PingAM

HttpOnly session cookies

To help protect against cross-site scripting (XSS) attacks, configure session cookies with the HttpOnly flag. When a cookie has this flag, browsers prevent client-side scripts from accessing it. This is an effective way to prevent attackers from stealing session information.

By default, AM enables the HttpOnly flag on its session cookies.

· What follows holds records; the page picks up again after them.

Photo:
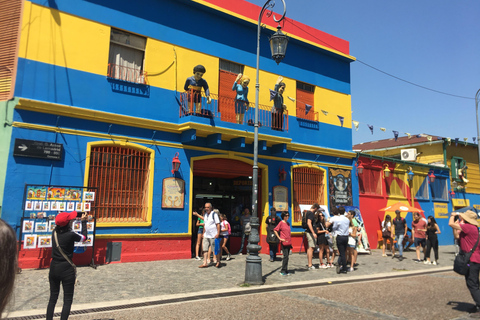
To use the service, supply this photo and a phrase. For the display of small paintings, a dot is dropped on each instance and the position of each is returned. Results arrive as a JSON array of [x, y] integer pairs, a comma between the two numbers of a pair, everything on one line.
[[27, 226], [46, 206], [51, 225], [41, 227], [61, 206], [28, 205], [74, 194], [70, 206], [89, 196], [77, 226], [56, 194], [37, 205], [30, 241], [45, 241]]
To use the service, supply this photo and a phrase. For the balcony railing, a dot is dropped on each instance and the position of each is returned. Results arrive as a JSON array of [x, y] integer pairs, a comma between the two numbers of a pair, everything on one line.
[[119, 72], [223, 108]]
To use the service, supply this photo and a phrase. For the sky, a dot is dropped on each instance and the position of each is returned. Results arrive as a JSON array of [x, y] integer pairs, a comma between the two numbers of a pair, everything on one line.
[[434, 44]]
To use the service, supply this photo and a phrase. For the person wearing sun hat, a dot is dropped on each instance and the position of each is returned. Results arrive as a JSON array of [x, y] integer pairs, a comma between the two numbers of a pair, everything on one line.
[[61, 269], [467, 224]]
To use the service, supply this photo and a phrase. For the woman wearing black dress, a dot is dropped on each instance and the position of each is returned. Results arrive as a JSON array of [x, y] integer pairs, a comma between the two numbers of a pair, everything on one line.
[[61, 268]]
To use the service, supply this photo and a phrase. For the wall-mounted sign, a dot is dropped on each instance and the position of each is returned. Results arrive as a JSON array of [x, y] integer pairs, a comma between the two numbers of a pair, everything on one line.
[[173, 194], [280, 198], [38, 149]]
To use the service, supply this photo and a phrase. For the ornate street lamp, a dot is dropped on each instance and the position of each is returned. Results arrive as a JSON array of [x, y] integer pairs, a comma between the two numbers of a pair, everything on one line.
[[278, 45]]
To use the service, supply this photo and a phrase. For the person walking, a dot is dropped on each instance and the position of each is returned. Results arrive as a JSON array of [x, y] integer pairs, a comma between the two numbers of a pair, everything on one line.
[[432, 240], [271, 222], [283, 233], [400, 227], [467, 225], [62, 269]]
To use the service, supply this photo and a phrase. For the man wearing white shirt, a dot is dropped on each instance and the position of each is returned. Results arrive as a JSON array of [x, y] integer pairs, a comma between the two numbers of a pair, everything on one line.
[[340, 225]]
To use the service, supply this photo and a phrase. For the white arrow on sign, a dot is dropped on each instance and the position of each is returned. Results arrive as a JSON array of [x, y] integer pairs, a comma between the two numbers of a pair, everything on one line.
[[23, 147]]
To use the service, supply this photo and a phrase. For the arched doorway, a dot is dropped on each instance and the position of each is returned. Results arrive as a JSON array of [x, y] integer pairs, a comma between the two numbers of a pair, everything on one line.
[[227, 184]]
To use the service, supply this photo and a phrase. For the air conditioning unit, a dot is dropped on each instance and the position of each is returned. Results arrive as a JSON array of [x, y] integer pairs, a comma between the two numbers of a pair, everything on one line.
[[408, 154]]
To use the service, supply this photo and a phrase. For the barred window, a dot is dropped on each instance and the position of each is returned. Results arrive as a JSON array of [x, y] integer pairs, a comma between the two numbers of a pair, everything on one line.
[[370, 182], [121, 175], [308, 188]]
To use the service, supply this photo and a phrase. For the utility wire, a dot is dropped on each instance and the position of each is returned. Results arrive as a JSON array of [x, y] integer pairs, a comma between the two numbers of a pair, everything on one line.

When the HttpOnly flag is enabled, a successful call to the /json/authenticate endpoint returns a response with an empty tokenId field. This happens because the session token is sent in the HttpOnly cookie and is not available to the script to be included in the JSON payload.

For example:

{
  "tokenId":"",
  "successUrl":"/openam/console",
  "realm":"/alpha"
}

Verify the httpOnly flag is enabled

The httpOnly flag is enabled by default. To verify that it’s enabled, follow these steps:

  1. In the AM admin UI, go to Configure > Server Defaults > Advanced.

  2. Find the com.sun.identity.cookie.httponly advanced server property and make sure it’s set to true.

  3. If you change the value, save your changes and restart AM or the container where it runs.

  4. If you have a site with multiple AM servers, verify this setting on each server.

AM also uses the Secure flag for cookies. When a request is made over HTTPS, AM adds the Secure flag to all cookies (except amlbcookie). This flag tells the browser to only send the cookie over an encrypted connection.